According to Lind, Bush touched her inappropriately, made a “dirty” joke and then touched her again. All the while, Lind alleges Barbara Bush stood there watching and rolling her eyes.
This accusation led Bush’s press office to issue an apology explaining,
“At age 93, President Bush has been confined to a wheelchair for roughly five years, so his arm falls on the lower waist of people with whom he takes pictures. To try to put people at ease, the president routinely tells the same joke — and on occasion, he has patted women’s rears in what he intended to be a good-natured manner. Some have seen it as innocent; others clearly view it as inappropriate. To anyone he has offended, President Bush apologizes most sincerely.”
The joke in question goes, “Want to know who my favorite magician is? David Cop-a-feel.”
I suppose that joke could be considered “dirty” if one was in Victorian England. Today, that joke is, well, just bad.
If the now three women who have publicly recounted similar stories with Bush-41 want to claim sexual assault, that’s a sorry injustice to women who have experienced an actual assault.
Is Bush’s touching inappropriate? Sounds like it.
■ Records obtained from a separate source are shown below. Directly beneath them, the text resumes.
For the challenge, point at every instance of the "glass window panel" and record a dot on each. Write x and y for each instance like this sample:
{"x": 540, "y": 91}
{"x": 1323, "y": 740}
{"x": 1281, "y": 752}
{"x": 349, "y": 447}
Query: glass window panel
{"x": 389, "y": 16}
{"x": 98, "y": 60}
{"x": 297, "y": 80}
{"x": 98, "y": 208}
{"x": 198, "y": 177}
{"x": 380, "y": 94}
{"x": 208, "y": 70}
But it also sounds like someone trying to infuse some levity into an awkward situation.
The desire to make others feel comfortable around disability by using humor also sounds distinctly familiar. I know because I often use the same tactic while in similar situations.
Being in a wheelchair means three main things: 1) For the most part, you’re always at a height disadvantage with people. 2) Sometimes to participate in activities, you have to touch people you may not know in very familiar ways, and 3) Unless you have no situational awareness, a good-natured human being’s instinct is to attempt to make something awkward less so. Often through humor.
As someone who is missing a left arm and right leg and spends my waking hours in a wheelchair, I cannot count how many times I have had to touch people I don’t know in very uncomfortable ways.
I now realize these were sexual assaults. And for that, I apologize to the unnamed dozens.
I’m telling you, you haven’t lived until you’ve been carried up two flights of stairs, front-to-front and ear-to-ear, by a man you’ve just met. Same with having to take an escalator in the subway because the elevator is broken.
To all of those men — yes, men, because I’m 5’9″ and I wouldn’t trust a typical woman to be able to catch me if I lost my balance — I made stupid “dirty” jokes to in an attempt to make a mortifyingly awkward situation humorous, I am sincerely sorry.
I can’t say I won’t do it again. It’s shameless, I know. But if you ever run into me or someone else in a wheelchair, — like, say, a 93-year-old ailing former president — do them a favor and don’t make the assumption that we’re trying to have a sexual experience when we have to touch you or make a joke to abate the awkwardness.